Around the diocese: December 18, 2016
FORT WAYNE — The Diocese of Fort Wayne-South Bend 2017 Directory is now available for purchase from the Office of Communications. Orders can be placed online at www.diocesefwsb.org/directory. The directories may also be purchased at the Cathedral Bookstore, downtown Fort Wayne or at the St. John Paul II Center, Mishawaka. For more information or to request an order form, call Geoff Frank at 260-422-4611.
Earthworks programs will continue
DONALDSON — During the last several months, Earthworks has been going through major transitions and actively planning for the future.
Earthworks is an environmental education ministry located at The Center at Donaldson. Its mission is to teach, demonstrate and promote the interconnectedness of all creation. Earthworks is an advocate for environmental education and serves as a resource for local communities that seek to live in harmony with nature. In collaboration with the Lindenwood Retreat and Conference Center, it will continue to offer children’s summer day camps for children 6 to 10 years old. Dates identified for the 2017 weekly summer day camps are June 12 to July 28. Registration will begin in April. In addition, it will also offer new customized programs to meet the needs of the individual groups it serves.
Earthworks’ office is now located in Lindenwood at P.O. Box 1, Donaldson, IN 46513. Cheri Ringer, Coordinator of Earthcare Education, can be contacted at email@example.com or 574-935-1746, or for more information see Earthworks’ website at www.earthworksonline.org.
Building Bridges of Faith program now online
FORT WAYNE — The Jewish Federation of Fort Wayne, 5200 Old Mill Road, held an opening program for the photographic exhibition, “Building Bridges of Faith: Photographs of Papal Visits to the Holy Land, 1964-2014.”
Rabbi Yehiel Poupko spoke on “The Advancement of the Roman Catholic Church’s Relations with the Jewish People under the Stewardship of John Paull II, Benedict XVI and Francis.”
Special guests included Bishop Kevin C. Rhoades, Diocese of Fort Wayne-South Bend; Sister Elise Kriss, president and CEO, University of Saint Francis; and Itay Milner, deputy consul general of Israel to the Midwest.

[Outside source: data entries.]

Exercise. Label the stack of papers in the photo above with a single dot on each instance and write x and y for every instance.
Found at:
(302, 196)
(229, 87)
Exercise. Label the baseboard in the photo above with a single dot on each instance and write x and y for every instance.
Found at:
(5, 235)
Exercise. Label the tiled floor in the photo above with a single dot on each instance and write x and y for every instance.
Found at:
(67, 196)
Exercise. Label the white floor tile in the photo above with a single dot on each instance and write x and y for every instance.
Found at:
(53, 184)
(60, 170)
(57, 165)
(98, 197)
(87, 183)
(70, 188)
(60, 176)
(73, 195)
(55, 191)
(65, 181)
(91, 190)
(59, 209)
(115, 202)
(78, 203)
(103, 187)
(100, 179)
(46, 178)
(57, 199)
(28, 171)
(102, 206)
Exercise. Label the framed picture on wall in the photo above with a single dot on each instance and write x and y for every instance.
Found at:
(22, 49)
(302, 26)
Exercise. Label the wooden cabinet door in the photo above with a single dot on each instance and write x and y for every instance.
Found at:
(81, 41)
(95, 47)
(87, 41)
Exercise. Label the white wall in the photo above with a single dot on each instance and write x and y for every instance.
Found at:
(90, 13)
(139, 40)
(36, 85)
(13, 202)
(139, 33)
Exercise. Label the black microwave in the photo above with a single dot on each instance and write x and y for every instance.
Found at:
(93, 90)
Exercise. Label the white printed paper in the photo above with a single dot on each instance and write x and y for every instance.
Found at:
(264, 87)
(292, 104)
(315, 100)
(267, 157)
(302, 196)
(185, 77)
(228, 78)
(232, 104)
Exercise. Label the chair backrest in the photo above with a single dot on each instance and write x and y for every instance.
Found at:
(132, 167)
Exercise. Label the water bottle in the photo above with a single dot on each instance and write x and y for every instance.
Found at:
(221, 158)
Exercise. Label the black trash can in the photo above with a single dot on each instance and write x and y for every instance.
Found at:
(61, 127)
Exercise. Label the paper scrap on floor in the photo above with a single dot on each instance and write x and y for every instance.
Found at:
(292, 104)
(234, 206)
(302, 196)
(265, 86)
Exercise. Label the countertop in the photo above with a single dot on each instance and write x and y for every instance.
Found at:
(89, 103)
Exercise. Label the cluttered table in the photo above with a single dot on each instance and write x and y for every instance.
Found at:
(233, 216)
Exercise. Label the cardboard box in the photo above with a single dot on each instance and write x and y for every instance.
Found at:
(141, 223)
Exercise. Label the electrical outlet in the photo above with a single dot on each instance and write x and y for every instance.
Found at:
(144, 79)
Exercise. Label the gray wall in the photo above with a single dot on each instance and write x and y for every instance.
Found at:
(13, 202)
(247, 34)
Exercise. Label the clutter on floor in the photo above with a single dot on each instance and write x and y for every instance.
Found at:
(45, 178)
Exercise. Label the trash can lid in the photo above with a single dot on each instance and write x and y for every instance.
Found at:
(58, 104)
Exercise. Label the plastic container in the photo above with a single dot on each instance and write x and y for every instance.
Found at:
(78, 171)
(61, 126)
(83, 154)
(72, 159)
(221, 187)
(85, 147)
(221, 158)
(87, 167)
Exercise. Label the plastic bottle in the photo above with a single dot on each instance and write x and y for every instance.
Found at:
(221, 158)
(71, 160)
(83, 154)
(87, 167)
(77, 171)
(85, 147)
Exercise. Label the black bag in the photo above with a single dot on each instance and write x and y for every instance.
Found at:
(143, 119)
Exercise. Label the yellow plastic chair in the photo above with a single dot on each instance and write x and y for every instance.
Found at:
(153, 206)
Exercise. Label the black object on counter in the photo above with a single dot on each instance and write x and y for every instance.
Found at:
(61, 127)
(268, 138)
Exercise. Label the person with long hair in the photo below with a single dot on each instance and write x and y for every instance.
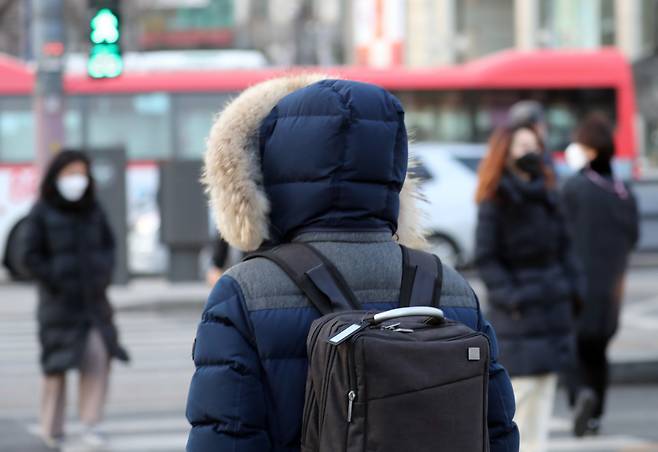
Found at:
(602, 213)
(69, 251)
(523, 256)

The exhibit runs through Dec. 15. The program, including speakers, is now available online at http://fwjf.org/Events/BuildingBridgesofFaith.aspx.

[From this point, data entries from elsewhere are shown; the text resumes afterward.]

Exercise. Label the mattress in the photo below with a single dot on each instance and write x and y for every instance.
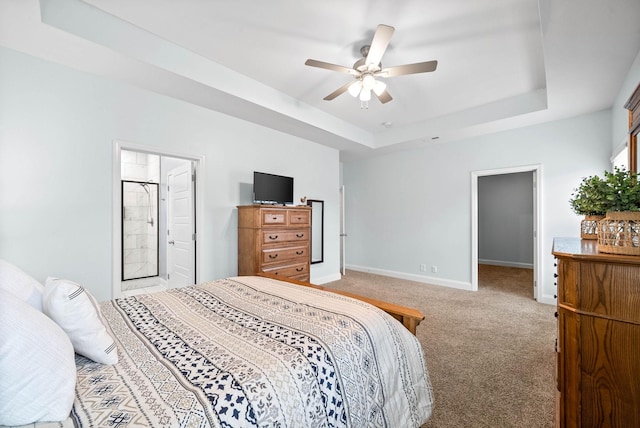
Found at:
(253, 352)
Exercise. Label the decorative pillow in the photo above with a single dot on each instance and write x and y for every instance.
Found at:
(37, 365)
(20, 284)
(77, 312)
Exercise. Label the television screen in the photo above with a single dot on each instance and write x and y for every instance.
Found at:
(272, 189)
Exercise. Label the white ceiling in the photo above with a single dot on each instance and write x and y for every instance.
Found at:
(501, 63)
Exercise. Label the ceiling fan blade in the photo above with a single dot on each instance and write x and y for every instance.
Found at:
(384, 97)
(400, 70)
(341, 90)
(329, 66)
(379, 44)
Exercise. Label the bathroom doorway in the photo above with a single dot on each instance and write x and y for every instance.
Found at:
(157, 222)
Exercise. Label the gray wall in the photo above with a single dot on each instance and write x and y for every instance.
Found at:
(57, 132)
(414, 207)
(505, 219)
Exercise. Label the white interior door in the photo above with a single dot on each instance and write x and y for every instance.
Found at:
(343, 234)
(181, 243)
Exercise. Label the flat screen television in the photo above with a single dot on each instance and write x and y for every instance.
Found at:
(272, 189)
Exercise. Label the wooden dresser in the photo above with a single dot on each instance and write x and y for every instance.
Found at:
(275, 240)
(598, 336)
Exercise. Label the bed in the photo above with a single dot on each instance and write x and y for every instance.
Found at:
(254, 351)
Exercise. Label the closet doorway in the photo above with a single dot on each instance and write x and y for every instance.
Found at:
(524, 226)
(155, 205)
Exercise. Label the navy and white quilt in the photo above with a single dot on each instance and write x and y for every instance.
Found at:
(253, 352)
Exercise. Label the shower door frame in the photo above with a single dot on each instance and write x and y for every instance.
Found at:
(199, 169)
(157, 229)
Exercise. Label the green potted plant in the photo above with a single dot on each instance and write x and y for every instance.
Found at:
(617, 195)
(589, 199)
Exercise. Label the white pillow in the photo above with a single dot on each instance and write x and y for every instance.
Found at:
(77, 312)
(20, 284)
(37, 365)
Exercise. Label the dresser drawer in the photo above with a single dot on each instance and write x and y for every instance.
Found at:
(284, 254)
(299, 218)
(290, 271)
(567, 281)
(274, 217)
(276, 236)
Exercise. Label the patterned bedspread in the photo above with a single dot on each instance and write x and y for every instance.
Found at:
(250, 351)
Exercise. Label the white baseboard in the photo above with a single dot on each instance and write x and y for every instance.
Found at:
(417, 278)
(548, 299)
(327, 278)
(505, 264)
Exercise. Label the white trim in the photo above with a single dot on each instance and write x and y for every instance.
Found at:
(199, 168)
(327, 278)
(505, 264)
(412, 277)
(538, 240)
(621, 147)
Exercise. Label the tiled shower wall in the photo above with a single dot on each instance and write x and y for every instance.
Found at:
(140, 237)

Holy Hour offered for children
HUNTINGTON — On the Solemnity of Christ the King, Father Daniel Whelan offered a children’s holy hour at St. Felix Catholic Center in Huntington. About 100 people attended, including many children. Father Whelan gathered the children around the monstrance for prayer and songs, and they prostrated themselves before the Lord. The Holy Hour was sponsored by St. Mary Catholic Church in Huntington.
Knights and community come together to make Christmas brighter
A visit to the Knights of Columbus hall on East Lexington St. in Elkhart Friday night, Dec. 9, was as busy a place as one might imagine Santa’s workshop to be this time of year. Hundreds of volunteers from all over Elkhart County had come to work a well-oiled assembly line, where boxes were filled with food for families in need.
This is the 32nd year that the Knights of Columbus has provided Christmas baskets for people in Elkhart, Goshen, Middlebury, Bristol, Nappanee and Wakarusa, covering the county.
The Knights of Columbus Council 1043 includes members from St. Vincent de Paul and St. Thomas the Apostle Churches in Elkhart. Knights from St. John the Evangelist in Goshen also joined in.
Phil Kile, 4th Degree member of the Knights, said this year the effort yielded 500 “baskets” — which meant the busy volunteers filled 1,000 boxes, because each family or individual received two boxes of food. The Knights do all of their own fundraising and purchase a lot of the food, but they also received donations of canned and dry foods. Bimbo’s Bakery in Elkhart donated 5-pound hams and bread.
In past years the Knights rented warehouse space to assemble the baskets, but empty warehouse space is hard to find since the economy improved. So the Knights adjust their operations inside of the very limited space in their hall, and staggered times for volunteers to come in.
According to Kile, a lot of families come to volunteer because parents want their children to have a charitable service experience. Several area school sports teams were also working together to fill the boxes.
“It’s become kind of a social event for some of them,” Kile said.
Joe Tinervia, trustee for the Knights, said the effort started with just 12 families, years ago, and up until about three years ago they delivered all the boxes. Now, the different groups who provide the names of the needy come to pick the boxes up and deliver them. Kile said they baskets are also provided for senior citizens at the Council of Aging.
Young people who were busy working, like Maddie Cross from Goshen High School’s softball team, said she liked “volunteering in the community to help others.” Matthew Early, a St. Thomas student, said he was there to help others in the community who “don’t have a meal this Christmas.”
Parochial Vicar Father Zachary Barry of St. Vincent de Paul Church, Elkhart, blessed the baskets at the beginning of the work night.